Lamium amplexicaule
Lamiaceae (mints)

A branching, soft, weedy plant with square stems, lacking a pleasant scent, blooming in early spring. Blooms February–November. Flowers are small, bright lavender with red spots, with tubular, lipped configuration typical of the mint family, in terminal clusters, subtended by sessile leaves. Except for the leaves right beneath the flower clusters, all leaves are rounded, scalloped, close to the ground, becoming more elongated farther up the stem.

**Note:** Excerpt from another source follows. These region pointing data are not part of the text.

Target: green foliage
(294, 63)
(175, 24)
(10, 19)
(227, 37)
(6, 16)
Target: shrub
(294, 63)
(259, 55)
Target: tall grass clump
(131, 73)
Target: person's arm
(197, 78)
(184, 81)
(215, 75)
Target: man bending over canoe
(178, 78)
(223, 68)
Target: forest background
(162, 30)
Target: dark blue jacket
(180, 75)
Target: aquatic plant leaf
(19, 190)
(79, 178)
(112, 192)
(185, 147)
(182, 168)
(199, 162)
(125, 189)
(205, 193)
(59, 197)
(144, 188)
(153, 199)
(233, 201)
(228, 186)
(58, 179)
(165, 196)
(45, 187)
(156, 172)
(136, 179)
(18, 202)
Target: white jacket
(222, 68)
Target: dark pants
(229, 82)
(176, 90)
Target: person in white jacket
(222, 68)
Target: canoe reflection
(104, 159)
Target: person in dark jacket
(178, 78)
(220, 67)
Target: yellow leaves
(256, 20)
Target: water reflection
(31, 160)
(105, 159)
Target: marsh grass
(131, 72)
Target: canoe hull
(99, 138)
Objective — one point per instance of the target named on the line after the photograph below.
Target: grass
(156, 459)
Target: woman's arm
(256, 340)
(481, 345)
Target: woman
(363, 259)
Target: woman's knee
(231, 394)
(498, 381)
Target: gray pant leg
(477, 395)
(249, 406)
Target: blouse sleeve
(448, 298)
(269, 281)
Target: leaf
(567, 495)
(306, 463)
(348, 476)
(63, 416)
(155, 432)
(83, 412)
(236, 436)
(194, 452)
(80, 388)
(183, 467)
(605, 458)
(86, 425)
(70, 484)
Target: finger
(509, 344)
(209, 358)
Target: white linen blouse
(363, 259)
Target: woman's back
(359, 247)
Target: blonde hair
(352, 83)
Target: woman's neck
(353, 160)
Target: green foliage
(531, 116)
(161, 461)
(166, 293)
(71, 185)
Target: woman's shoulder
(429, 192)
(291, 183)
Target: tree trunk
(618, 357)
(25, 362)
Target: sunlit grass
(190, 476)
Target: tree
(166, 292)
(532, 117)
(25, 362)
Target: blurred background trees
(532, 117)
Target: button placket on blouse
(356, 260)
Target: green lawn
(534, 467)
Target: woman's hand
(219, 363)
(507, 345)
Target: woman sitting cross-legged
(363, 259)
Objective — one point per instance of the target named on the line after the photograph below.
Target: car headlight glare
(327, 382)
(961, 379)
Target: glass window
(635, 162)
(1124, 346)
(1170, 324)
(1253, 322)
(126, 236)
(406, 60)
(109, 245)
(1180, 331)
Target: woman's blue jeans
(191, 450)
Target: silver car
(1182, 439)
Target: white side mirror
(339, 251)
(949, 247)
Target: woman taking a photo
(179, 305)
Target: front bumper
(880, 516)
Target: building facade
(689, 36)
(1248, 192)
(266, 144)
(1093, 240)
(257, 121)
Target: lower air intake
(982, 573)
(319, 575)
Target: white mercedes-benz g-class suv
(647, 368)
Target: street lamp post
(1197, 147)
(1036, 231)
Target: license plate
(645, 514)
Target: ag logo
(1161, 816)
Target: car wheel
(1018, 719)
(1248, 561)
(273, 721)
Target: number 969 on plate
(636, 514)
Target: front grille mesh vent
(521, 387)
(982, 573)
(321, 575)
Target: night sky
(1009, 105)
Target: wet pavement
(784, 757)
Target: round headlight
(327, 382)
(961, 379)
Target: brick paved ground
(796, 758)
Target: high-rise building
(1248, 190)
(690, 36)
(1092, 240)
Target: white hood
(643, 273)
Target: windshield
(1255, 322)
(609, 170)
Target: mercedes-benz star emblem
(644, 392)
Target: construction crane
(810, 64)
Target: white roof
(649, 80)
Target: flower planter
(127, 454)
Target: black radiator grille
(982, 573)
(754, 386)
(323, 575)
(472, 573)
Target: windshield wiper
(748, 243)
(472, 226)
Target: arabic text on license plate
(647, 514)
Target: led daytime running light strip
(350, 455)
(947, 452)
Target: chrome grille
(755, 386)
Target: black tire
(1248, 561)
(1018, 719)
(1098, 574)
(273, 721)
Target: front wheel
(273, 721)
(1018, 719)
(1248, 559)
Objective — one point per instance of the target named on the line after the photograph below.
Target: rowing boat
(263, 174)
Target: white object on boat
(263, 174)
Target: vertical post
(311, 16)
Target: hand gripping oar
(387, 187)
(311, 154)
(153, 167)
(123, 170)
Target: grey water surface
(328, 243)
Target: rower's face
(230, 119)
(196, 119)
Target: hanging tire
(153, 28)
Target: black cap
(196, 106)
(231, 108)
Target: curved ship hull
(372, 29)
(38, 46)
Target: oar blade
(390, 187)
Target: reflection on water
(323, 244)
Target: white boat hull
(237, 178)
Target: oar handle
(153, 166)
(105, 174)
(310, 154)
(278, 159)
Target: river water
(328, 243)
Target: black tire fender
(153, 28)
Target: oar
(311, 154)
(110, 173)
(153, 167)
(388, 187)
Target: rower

Similar species: Dead nettle (L. purpureum) has a distinctive, 4-sided, pagoda-like or pyramidal leaf arrangement. The heart-shaped leaves become larger and have longer stems the lower they are on the stalk.

Height: to 10 inches.
Habitat and conservation: 
Common in waste places, fallow fields, gardens, roadsides, and railroads. Native of Eurasia and Africa.
Distribution in Missouri: 
Statewide, but mostly south of the Missouri River.
Common and widespread.
Human connections: 
This non-native weed is nevertheless enjoyed for its ability to turn fallow fields pinkish purple in early spring. Its shallow roots prevent it from being a serious agricultural weed. Additionally, it is an edible plant and may be eaten as a potherb or added to spring salads.
Ecosystem connections: 
Hummingbirds, butterflies, and bees drink nectar from these early-blooming flowers, and some species of birds consume the minute seeds. The plants can play a role in binding soils that are otherwise bare and prone to erosion.